Чему нас учит опыт Зимбабве

На модерации Отложенный

 

Тому, что политические режимы одного типа ведут себя одинаковым образом. Что режимная классификация — полезный научный инструмент. Зимбабве — электоральный авторитаризм, то есть выборы проводятся, оппозиция в них участвует и иногда получает осязаемый результат, но перехода власти посредством выборной ротации не происходит. Одновременно это партийно-персоналистская автократия, когда власть концентрируется в руках лидера и его ближайшего окружения, но существует правящая партия, до определенной степени служащая механизмом карьерного лифта и имеющая вес в принятии решений.

 

Это система, которая для контроля результатов выборов опирается не столько на недопуск (как в российском варианте), сколько на контроль над финансовыми потоками и медиапространством в процессе кампании и фальсификации результатов. В России к нынешнему историческому моменту систему настигло понимание, что, кроме недопуска, других гарантированных инструментов контроля над результатами выборов нет. Если допущены альтернативные кандидатуры, то, с точки зрения системы, результаты начинают становиться непредсказуемыми. Поэтому сделан выбор в пользу полного контроля состава участников.

 

Армия больше не является модернизирующей силой, и организованные ею перевороты не являются успешными

 

Сходство между нашими политическими системами есть, но различия значимы. Во-первых, это отмеченные мной иные электоральные практики. Во-вторых, гораздо более персонализированный характер власти. В Зимбабве действительно можно увидеть персоналистскую автократию, где жена становится вице-президентом — нам до такого еще далеко. И главное различие, которое проявилось в последние дни, — совершенно другая роль армии. Перевороты в целом и военные перевороты в частности — благодарный предмет для изучения политической наукой (поскольку это такое же ограниченное во времени цельное событие с началом, концом и внятным результатом, как выборы). Военные перевороты характерны для тех стран, в которых армия является политическим актором. Важно, как это ни покажется контринтуитивным, что в таких странах армия является или осознает себя светской, модернизирующей, а часто и вестернизирующей силой.

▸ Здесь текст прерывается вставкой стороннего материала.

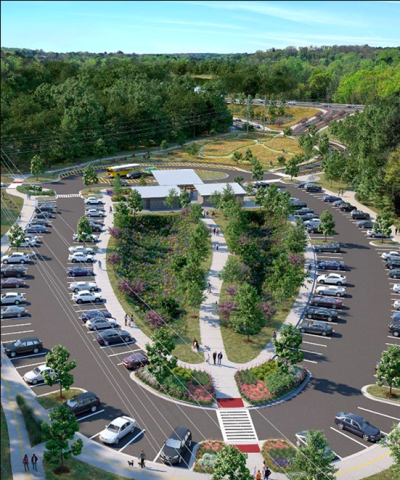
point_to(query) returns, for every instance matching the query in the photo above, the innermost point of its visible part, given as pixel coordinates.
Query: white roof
(177, 177)
(210, 188)
(156, 191)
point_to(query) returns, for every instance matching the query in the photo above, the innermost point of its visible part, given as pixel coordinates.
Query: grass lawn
(6, 473)
(52, 400)
(10, 209)
(78, 471)
(383, 392)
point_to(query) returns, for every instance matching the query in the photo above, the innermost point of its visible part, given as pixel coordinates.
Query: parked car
(332, 279)
(359, 215)
(80, 271)
(12, 311)
(16, 257)
(327, 302)
(36, 376)
(12, 298)
(79, 286)
(317, 328)
(328, 247)
(117, 429)
(12, 282)
(94, 201)
(101, 323)
(83, 402)
(357, 425)
(135, 361)
(318, 313)
(86, 296)
(88, 314)
(330, 290)
(23, 345)
(85, 250)
(176, 445)
(80, 257)
(331, 198)
(365, 224)
(113, 337)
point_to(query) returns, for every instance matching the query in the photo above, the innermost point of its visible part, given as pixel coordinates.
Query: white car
(86, 296)
(36, 375)
(332, 279)
(12, 298)
(391, 255)
(93, 201)
(79, 286)
(331, 290)
(92, 212)
(80, 257)
(77, 249)
(16, 257)
(117, 429)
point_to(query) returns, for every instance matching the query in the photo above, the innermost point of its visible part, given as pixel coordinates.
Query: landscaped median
(267, 383)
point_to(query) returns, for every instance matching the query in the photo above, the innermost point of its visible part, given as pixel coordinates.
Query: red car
(328, 302)
(12, 282)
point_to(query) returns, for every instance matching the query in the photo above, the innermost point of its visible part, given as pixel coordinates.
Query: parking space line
(377, 413)
(132, 440)
(91, 415)
(350, 438)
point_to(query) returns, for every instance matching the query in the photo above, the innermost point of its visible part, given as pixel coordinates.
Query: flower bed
(278, 454)
(194, 386)
(206, 455)
(253, 383)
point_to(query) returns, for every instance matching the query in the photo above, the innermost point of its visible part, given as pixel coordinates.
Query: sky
(196, 26)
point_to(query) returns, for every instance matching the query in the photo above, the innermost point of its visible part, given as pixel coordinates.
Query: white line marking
(341, 433)
(132, 440)
(377, 413)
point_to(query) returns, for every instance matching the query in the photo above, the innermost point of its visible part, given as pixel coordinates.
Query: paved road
(340, 366)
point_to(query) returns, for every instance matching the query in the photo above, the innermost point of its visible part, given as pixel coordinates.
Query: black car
(79, 271)
(395, 273)
(316, 313)
(176, 445)
(357, 425)
(365, 224)
(23, 345)
(113, 337)
(330, 265)
(17, 271)
(95, 313)
(83, 402)
(328, 247)
(311, 187)
(317, 328)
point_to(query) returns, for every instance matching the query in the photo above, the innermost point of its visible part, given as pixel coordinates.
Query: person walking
(25, 461)
(34, 460)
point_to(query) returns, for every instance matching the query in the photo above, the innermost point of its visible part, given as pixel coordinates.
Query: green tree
(389, 368)
(16, 236)
(313, 460)
(159, 354)
(172, 199)
(37, 166)
(287, 347)
(135, 201)
(230, 464)
(248, 317)
(57, 360)
(327, 226)
(58, 434)
(383, 225)
(89, 176)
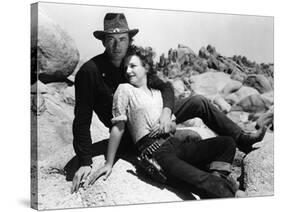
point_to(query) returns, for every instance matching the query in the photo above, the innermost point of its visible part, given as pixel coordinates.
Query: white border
(15, 125)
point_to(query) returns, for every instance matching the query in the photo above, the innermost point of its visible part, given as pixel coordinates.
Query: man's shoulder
(90, 66)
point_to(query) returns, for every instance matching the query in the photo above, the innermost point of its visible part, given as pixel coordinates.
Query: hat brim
(100, 34)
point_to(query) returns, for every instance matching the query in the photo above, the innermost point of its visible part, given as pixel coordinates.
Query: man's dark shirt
(95, 84)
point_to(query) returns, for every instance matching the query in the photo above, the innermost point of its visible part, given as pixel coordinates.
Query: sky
(250, 36)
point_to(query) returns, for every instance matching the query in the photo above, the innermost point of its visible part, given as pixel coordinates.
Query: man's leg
(175, 166)
(199, 106)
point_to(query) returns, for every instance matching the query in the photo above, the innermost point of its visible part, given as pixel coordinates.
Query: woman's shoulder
(125, 86)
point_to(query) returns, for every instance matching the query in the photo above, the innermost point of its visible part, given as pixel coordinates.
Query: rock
(265, 119)
(39, 88)
(259, 82)
(237, 96)
(222, 104)
(231, 87)
(209, 84)
(254, 103)
(183, 53)
(126, 186)
(38, 105)
(203, 53)
(269, 96)
(259, 169)
(238, 75)
(179, 87)
(57, 54)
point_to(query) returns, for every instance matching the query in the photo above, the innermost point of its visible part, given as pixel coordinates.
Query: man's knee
(199, 100)
(229, 144)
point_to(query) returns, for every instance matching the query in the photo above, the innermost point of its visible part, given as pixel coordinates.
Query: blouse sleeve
(120, 104)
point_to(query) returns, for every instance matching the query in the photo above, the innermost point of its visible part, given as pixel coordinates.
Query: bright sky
(250, 36)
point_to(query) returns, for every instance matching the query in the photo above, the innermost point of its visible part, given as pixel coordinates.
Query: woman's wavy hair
(146, 56)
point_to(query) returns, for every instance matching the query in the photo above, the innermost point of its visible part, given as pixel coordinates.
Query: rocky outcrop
(259, 169)
(208, 74)
(259, 82)
(56, 52)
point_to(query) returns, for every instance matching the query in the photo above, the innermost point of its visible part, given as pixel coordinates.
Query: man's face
(116, 45)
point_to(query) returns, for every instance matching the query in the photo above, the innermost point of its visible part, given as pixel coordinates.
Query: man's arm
(116, 134)
(83, 115)
(167, 92)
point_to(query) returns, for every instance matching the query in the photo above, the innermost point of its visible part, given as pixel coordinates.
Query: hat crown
(115, 22)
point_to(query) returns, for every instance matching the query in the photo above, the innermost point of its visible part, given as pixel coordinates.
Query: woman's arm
(116, 134)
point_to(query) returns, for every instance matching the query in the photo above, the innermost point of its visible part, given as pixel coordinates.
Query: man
(95, 84)
(97, 80)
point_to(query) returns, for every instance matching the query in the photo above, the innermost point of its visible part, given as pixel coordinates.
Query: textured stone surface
(259, 169)
(57, 55)
(260, 82)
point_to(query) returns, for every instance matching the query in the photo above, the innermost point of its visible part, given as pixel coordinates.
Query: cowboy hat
(115, 23)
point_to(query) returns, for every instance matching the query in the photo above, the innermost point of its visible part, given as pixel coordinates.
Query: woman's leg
(175, 166)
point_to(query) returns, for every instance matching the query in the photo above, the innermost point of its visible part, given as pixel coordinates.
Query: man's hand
(80, 176)
(165, 126)
(105, 170)
(165, 121)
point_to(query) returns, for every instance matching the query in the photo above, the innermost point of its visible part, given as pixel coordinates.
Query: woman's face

Само военное руководство часто рассматривает себя как образованную, прогрессивную политическую силу, которая противостоит традиционализму, коррупции, персоналистской концентрации власти и всяческого рода архаике. Это до последнего времени ситуация Турции, характерна она была и для ряда латиноамериканских и африканских стран. Схема, когда против диктатора восстает армия и на смену персоналистской диктатуре приходит военная диктатура, типичная и одновременно достаточно устаревшая. Иными словами, Зимбабве демонстрирует паттерн, характерный для Латинской Америки и Турции образца 60–40-летней давности. Кстати, последние события в Турции показали, как выглядит вырождение этого паттерна: армия больше не является модернизирующей силой, и организованные ею перевороты не являются успешными. Еще точнее, она уже не в силах организовать перехват власти как единый актор.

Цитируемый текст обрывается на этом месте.